Sorumluluk sigortaları 6102 sayılı Türk Ticaret Kanunu’nun 1473. ve devamı maddelerinde ”Sigortacı sorumluluk sigortası ile, sözleşmede aksine hüküm yoksa, sigortalının sözleşmede öngörülen ve zarar daha sonra doğsa bile, sigorta süresi içinde gerçekleşen bir olaydan kaynaklanan sorumluluğu nedeniyle zarar görene, sigorta sözleşmesinde öngörülen miktara kadar tazminat öder.” şeklinde düzenlenmiştir. Sorumluluk sigortalarında sigorta şirketi tarafından zararı karşılanan kişi sigorta sözleşmesinin tarafı değildir. Sigorta ettiren kendisi ya da sorumluluğu altında bulunan kişiler tarafından üçüncü kişilere verilecek zararları sigorta şirketine ödediği prim karşılığında sigorta ettirmektedir. Sorumluluk sigortası, sigorta ettirenin üçüncü kişilere vereceği zararları teminat altına alırken hem üçüncü kişiyi hem de sigortalıyı koruma altına alan bir sigorta türüdür.
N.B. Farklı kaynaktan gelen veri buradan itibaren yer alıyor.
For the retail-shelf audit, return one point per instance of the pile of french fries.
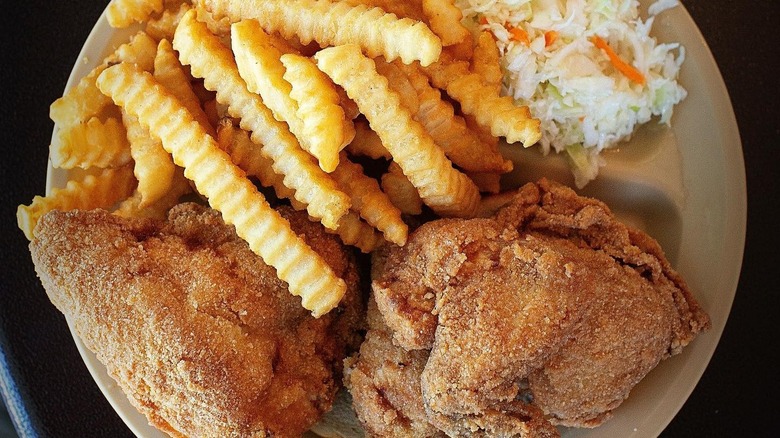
(213, 95)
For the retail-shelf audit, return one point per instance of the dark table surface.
(48, 389)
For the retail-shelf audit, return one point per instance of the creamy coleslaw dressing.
(585, 104)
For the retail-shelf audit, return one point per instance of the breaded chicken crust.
(547, 313)
(200, 334)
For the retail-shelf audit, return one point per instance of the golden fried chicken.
(546, 314)
(197, 330)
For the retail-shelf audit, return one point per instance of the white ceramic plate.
(685, 186)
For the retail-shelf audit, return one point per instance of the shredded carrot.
(549, 37)
(627, 69)
(519, 34)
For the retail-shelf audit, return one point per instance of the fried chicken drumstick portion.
(546, 314)
(200, 334)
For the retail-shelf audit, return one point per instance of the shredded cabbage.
(585, 104)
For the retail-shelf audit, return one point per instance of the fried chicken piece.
(384, 381)
(548, 313)
(196, 329)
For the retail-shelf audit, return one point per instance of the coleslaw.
(588, 69)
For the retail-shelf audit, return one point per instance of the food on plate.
(123, 13)
(589, 70)
(370, 201)
(224, 185)
(319, 104)
(197, 330)
(357, 116)
(450, 131)
(169, 72)
(212, 61)
(444, 19)
(246, 154)
(446, 190)
(497, 113)
(547, 313)
(335, 23)
(99, 190)
(401, 191)
(84, 101)
(152, 164)
(94, 143)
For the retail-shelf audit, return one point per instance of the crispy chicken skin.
(196, 329)
(546, 314)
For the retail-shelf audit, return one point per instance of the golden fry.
(450, 132)
(246, 154)
(153, 166)
(212, 61)
(132, 206)
(479, 99)
(169, 72)
(444, 19)
(324, 121)
(333, 24)
(486, 61)
(123, 13)
(368, 199)
(94, 191)
(84, 101)
(249, 157)
(367, 143)
(400, 191)
(162, 27)
(399, 82)
(403, 9)
(91, 144)
(446, 190)
(352, 230)
(225, 186)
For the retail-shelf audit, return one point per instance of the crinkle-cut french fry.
(209, 59)
(91, 144)
(444, 20)
(153, 166)
(131, 207)
(123, 13)
(403, 9)
(246, 154)
(351, 111)
(225, 186)
(101, 190)
(331, 24)
(400, 191)
(368, 199)
(352, 230)
(324, 120)
(169, 72)
(487, 182)
(447, 191)
(84, 100)
(162, 27)
(259, 65)
(486, 60)
(463, 146)
(479, 99)
(399, 82)
(217, 25)
(367, 143)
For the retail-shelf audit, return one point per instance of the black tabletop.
(48, 389)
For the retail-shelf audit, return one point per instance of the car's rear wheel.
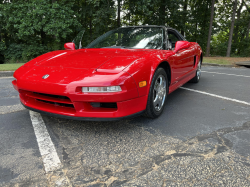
(157, 94)
(197, 77)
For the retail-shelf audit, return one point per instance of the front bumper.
(79, 106)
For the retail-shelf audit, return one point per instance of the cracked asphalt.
(199, 140)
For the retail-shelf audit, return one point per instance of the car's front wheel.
(157, 94)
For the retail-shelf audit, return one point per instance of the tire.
(197, 77)
(157, 94)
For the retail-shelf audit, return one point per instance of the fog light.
(102, 89)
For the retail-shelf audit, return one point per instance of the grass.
(10, 67)
(225, 60)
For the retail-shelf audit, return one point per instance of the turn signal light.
(142, 84)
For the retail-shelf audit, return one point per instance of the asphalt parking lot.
(201, 139)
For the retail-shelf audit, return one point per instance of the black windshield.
(131, 37)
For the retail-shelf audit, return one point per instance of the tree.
(231, 30)
(210, 28)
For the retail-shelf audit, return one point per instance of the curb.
(6, 73)
(220, 65)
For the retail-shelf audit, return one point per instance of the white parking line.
(225, 74)
(218, 96)
(47, 149)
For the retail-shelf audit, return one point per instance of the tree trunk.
(162, 13)
(210, 28)
(235, 40)
(184, 16)
(231, 30)
(248, 29)
(118, 13)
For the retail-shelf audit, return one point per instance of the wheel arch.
(166, 66)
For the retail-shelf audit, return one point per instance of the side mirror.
(181, 45)
(70, 46)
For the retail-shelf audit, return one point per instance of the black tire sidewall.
(151, 112)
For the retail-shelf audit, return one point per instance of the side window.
(173, 38)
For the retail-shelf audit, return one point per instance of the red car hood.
(104, 60)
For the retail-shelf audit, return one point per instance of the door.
(183, 59)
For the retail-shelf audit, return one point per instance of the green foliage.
(14, 52)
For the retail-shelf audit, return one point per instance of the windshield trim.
(147, 26)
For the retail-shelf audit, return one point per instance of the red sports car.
(125, 72)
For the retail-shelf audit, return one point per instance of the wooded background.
(32, 27)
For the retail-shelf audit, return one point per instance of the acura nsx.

6102 sayılı Türk Ticaret Kanunu’nun 1473. ve 1486. maddelerinde yapılan düzenlemeye göre sorumluluk sigortalarını isteğe bağlı sigortalar ile zorunlu sigortalar olarak ikiye ayırmak gerekir.
Tehlike sorumluluklarında üçüncü kişilerin zararının karşılanması amacıyla bazı alanlarda kamu yararı ve zarar görenlerin korunması gerekçesi ile sorumluluk sigortası yaptırmak yasal zorunluluk haline getirilmiştir. 6102 sayılı Türk Ticaret Kanunu’nun da 1483 ve 1484. maddelerinde de zorunlu sorumluluk sigortalarında uygulanacak hükümler ayrıca düzenlenmiştir. Bu düzenlemelere göre zorunlu sigortalarda sigorta şirketinin zarar gören üçüncü kişiye karşı olan sorumluluğu kanundan doğan bir sorumluluktur. 5684 sayılı Sigortacılık Kanunu’nun 13. maddesi ile bazı hallerde Bakanlar Kurulu’na da zorunlu sigortalar ihdas etme yetkisi verilmiştir. Zorunlu sorumluluk sigortalarının kamu yararı taşıması ve yapılmasının yasa ile zorunlu kılınması nedeniyle zorunlu sigortalarda zarar görenlerin korunması amacıyla bazı düzenlemeler yapılmıştır.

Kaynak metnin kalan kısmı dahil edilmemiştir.